Allow configuration of max attempts for a task
Currently, a user can attempt to run a specific task up to a maximum of 6 times. It would be beneficial to make this value configurable.
In our use case, we are working on integrating Argo retries with Metaflow’s retried Argo workflows.

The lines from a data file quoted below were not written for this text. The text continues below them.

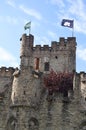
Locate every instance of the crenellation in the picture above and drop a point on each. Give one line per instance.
(61, 40)
(6, 71)
(46, 47)
(38, 47)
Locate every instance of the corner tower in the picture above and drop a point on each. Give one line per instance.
(26, 50)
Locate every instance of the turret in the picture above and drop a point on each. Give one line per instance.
(26, 50)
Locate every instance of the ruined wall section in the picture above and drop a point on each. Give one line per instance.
(83, 89)
(5, 94)
(61, 56)
(57, 114)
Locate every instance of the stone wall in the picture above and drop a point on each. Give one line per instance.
(5, 94)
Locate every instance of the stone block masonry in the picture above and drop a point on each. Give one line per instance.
(24, 103)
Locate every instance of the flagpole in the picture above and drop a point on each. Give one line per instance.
(73, 29)
(29, 30)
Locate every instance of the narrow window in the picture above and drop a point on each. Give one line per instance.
(37, 63)
(46, 66)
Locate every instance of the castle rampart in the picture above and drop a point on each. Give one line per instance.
(6, 72)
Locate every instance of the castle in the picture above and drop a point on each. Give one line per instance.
(23, 97)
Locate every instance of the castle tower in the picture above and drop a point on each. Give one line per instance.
(26, 50)
(27, 90)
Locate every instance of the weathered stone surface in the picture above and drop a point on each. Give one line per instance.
(24, 101)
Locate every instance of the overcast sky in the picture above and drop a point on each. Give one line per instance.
(45, 17)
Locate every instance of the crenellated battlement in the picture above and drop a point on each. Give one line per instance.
(7, 72)
(63, 43)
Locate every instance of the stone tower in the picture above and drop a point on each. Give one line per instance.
(25, 105)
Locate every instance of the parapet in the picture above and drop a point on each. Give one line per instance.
(6, 72)
(27, 40)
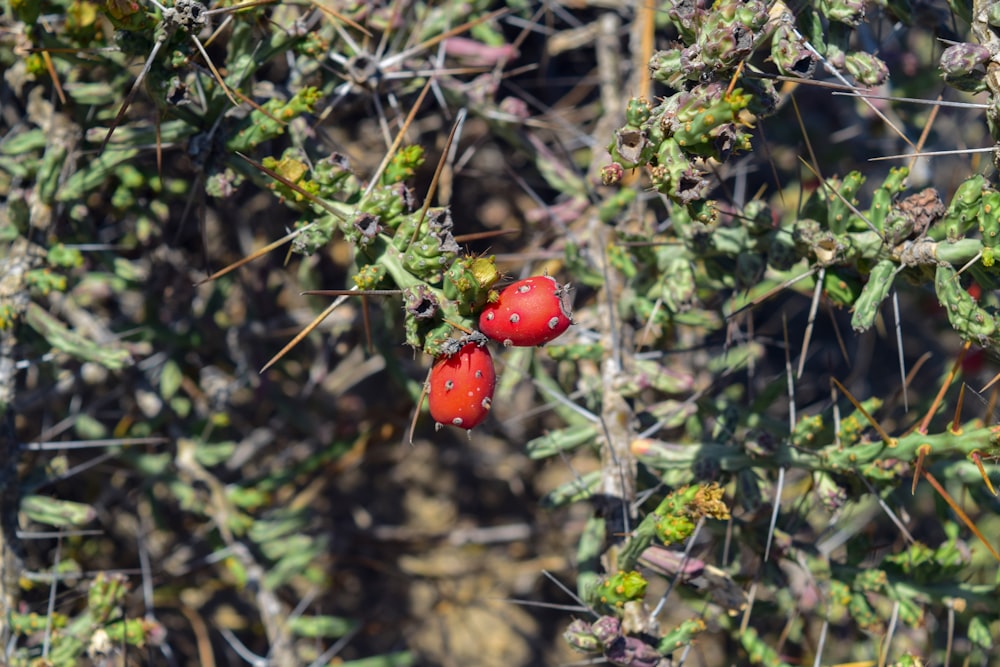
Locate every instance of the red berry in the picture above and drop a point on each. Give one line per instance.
(460, 391)
(530, 312)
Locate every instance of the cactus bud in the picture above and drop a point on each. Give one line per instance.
(964, 66)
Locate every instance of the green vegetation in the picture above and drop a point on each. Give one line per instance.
(237, 237)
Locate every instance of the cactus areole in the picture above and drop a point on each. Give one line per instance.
(530, 312)
(460, 389)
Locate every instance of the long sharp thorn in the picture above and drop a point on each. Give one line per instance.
(478, 236)
(131, 93)
(925, 422)
(294, 186)
(442, 163)
(961, 513)
(811, 322)
(420, 404)
(50, 66)
(340, 17)
(886, 438)
(308, 329)
(251, 257)
(989, 384)
(791, 421)
(367, 321)
(215, 72)
(351, 292)
(918, 468)
(956, 422)
(899, 349)
(391, 153)
(159, 145)
(978, 460)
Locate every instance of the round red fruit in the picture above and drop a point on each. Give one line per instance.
(530, 312)
(460, 390)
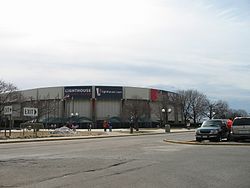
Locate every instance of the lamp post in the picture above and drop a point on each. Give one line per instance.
(165, 118)
(165, 114)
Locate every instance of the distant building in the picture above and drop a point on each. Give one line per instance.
(93, 104)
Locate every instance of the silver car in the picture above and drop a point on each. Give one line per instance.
(240, 129)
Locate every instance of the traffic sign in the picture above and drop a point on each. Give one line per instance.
(30, 111)
(7, 110)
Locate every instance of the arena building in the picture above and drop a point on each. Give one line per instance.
(94, 104)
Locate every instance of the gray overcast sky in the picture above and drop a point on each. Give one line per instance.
(166, 44)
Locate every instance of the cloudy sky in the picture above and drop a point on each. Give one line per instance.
(165, 44)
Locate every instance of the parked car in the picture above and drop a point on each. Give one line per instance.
(213, 129)
(240, 129)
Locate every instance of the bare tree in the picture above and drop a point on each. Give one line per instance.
(216, 109)
(193, 104)
(8, 94)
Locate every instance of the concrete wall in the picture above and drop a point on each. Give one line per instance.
(106, 109)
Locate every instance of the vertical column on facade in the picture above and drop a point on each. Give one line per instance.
(93, 111)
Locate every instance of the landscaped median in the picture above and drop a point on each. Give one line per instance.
(193, 142)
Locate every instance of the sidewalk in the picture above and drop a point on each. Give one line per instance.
(114, 133)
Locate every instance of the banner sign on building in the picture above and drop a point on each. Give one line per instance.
(7, 110)
(83, 92)
(107, 92)
(154, 95)
(30, 111)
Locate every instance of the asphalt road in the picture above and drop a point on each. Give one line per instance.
(127, 162)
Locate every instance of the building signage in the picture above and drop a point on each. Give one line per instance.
(7, 110)
(105, 92)
(30, 111)
(154, 94)
(78, 92)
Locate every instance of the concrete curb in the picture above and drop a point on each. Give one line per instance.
(85, 137)
(206, 143)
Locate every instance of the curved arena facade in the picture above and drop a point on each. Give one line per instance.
(94, 104)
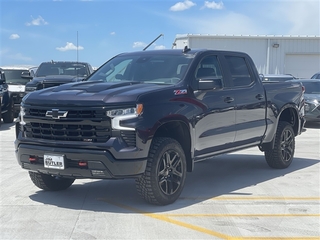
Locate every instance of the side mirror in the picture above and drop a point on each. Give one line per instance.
(209, 84)
(26, 75)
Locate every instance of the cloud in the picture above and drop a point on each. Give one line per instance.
(14, 36)
(139, 44)
(159, 47)
(213, 5)
(37, 22)
(181, 6)
(69, 47)
(308, 21)
(19, 57)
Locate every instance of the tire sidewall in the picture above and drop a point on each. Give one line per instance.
(167, 145)
(285, 128)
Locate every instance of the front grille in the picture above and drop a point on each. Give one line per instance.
(34, 112)
(67, 132)
(79, 125)
(47, 85)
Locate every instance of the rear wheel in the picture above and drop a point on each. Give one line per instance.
(282, 153)
(165, 174)
(50, 183)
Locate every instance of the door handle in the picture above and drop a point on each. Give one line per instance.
(259, 97)
(228, 99)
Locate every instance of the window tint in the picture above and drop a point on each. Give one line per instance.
(239, 71)
(153, 68)
(209, 68)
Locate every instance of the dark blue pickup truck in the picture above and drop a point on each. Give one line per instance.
(151, 115)
(6, 101)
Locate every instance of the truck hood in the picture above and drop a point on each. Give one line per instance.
(57, 78)
(95, 93)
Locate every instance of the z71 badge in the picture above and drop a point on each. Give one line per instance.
(180, 92)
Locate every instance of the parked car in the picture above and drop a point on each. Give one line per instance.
(312, 99)
(17, 77)
(316, 76)
(51, 74)
(276, 77)
(151, 115)
(6, 101)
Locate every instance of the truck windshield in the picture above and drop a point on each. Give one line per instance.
(62, 68)
(14, 77)
(159, 69)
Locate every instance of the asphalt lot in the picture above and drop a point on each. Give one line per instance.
(233, 196)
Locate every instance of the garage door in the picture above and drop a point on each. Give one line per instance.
(302, 65)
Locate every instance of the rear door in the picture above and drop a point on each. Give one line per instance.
(250, 101)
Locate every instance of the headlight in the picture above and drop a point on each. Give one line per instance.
(31, 89)
(117, 115)
(22, 113)
(125, 112)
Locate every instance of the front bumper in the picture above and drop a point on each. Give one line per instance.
(100, 164)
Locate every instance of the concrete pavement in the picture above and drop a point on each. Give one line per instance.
(233, 196)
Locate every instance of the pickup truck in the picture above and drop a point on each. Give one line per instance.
(6, 100)
(151, 115)
(17, 76)
(55, 73)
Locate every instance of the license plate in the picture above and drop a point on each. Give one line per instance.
(53, 161)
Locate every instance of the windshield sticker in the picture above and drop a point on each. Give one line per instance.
(180, 92)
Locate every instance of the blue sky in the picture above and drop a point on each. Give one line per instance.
(33, 31)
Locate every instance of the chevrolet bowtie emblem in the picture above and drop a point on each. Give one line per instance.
(56, 114)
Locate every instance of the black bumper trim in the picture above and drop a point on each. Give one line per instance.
(101, 163)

This environment variable would allow us to set a limit on how many times a user can retry an Argo workflow.
That said, beyond our specific use case, adding this configuration flexibility would be generally useful.
Current Behaviour
import pandas as pd
from metaflow import (
FlowSpec,
Parameter,
card,
project,
step,
retry
)
@project(name="dummy_project")
class HelloWorld(FlowSpec):
force_error = Parameter("force-error", type=bool, default=False)
@card
@step
def start(self):
print("something")
self.next(self.end)
@card
@retry(times=10)
@step
def end(self):
if self.force_error:
raise Exception("Testing errors in metaflow")
print(f"the data artifact is: {self.my_var}")
if __name__ == "__main__":
HelloWorld()
- Running the above flow locally via
python hello_world.py runthrows the following exception
Metaflow 2.14.0 executing HelloWorld for user:j.kollipara
Project: dummy_project, Branch: user.j.kollipara
Validating your flow...
The graph looks good!
Running pylint...
Pylint is happy!
Flow failed:
The maximum number of retries is @retry(times=4).
error: Recipe `_poetry-run` failed with exit code 1
Source code of the above error: https://github.com/Netflix/metaflow/blob/5c960eaff1ae486f503b37177f03cc1419b5571d/metaflow/plugins/retry_decorator.py#L30-L37
Proposed Behaviour
Setting METAFLOW_MAX_ATTEMPTS=12 would allow users to run the above flow.
I have already put up a PR with the proposed change, let me know what you guys would think of it.
- https://github.com/Netflix/metaflow/pull/2279
Created a new PR, since the old PR was based on development branch.